On the other end of the spectrum is, for example, palaeontology. Very few people can be palaeontologists – not enough positions and not enough money. There is near-zero risk of getting scooped as everyone knows who dug what out, where, during which digging season (Aetogate, linked above, was a special case of a person using a position of power to mainly scoop powerless students). Your fossil is yours. The resources are extremely limited and so much depends on luck. Discovering a cool fossil is not easy and if you get your hands on one, you have to milk it for all it’s worth. You will publish not one but a series of papers. First paper is a brief announcement of the finding with a superficial description, the second is a detailed description, the third is the phylogenetic analysis, the fourth focuses on one part of the fossil that can say something new about evolution, etc. And you hope that all of this will become well-known to the general public. The palaeo community is so small, they all already know. They will quibble forever with you over the methodology and conclusions (so many assumptions have to go into methods that analyze old, broken bones). It is the lay audience that needs to be reached, by any means necessary. Many paleontologists don’t even work as university professors but are associated with museums, nature magazines, or are freelancing. The pressure to publish in GlamourMagz is there only as a means to get the attention of the media, not to impress colleagues or rise in careers.
Most of science and most scientists, on the other hand, do not belong to one of these two fields and do not work at high-pressure universities. They do science out of their own curiosity, feel no pressure to publish a lot or in GlamourMagz, do not fear scooping, are open and relaxed and have no motivation to fudge data or plagiarize. They know that the reputation with their peers – the only reputation they can hope to get – is dependent entirely on immaculate work and behavior. Why keep them suspect because two media-prominent sub-sub-disciplines sometimes produce less-than-honest behavior? Why not trust that their papers are good, their press releases correct, their blogging honest, and their personal behavior impeccable? I’d say they are presumed innocent unless proven guilty, not the other way around.

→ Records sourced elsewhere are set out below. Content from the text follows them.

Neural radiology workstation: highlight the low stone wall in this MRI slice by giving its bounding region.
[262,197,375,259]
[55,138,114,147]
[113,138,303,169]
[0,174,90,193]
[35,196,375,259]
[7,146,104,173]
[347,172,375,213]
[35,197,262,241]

I’d like to see an equivalent of Futurity.org for state universities and small colleges. What a delightful source of cool science that would be!
Update: blogging at its best. After a couple of hit-and-run curmudgeounly comments posted early on, this post started receiving some very thoughtful and useful comments (e.g., especially one by David Dobbs) that are edifying and are helping me learn – which is the point of blogging in the first place, isn’t it?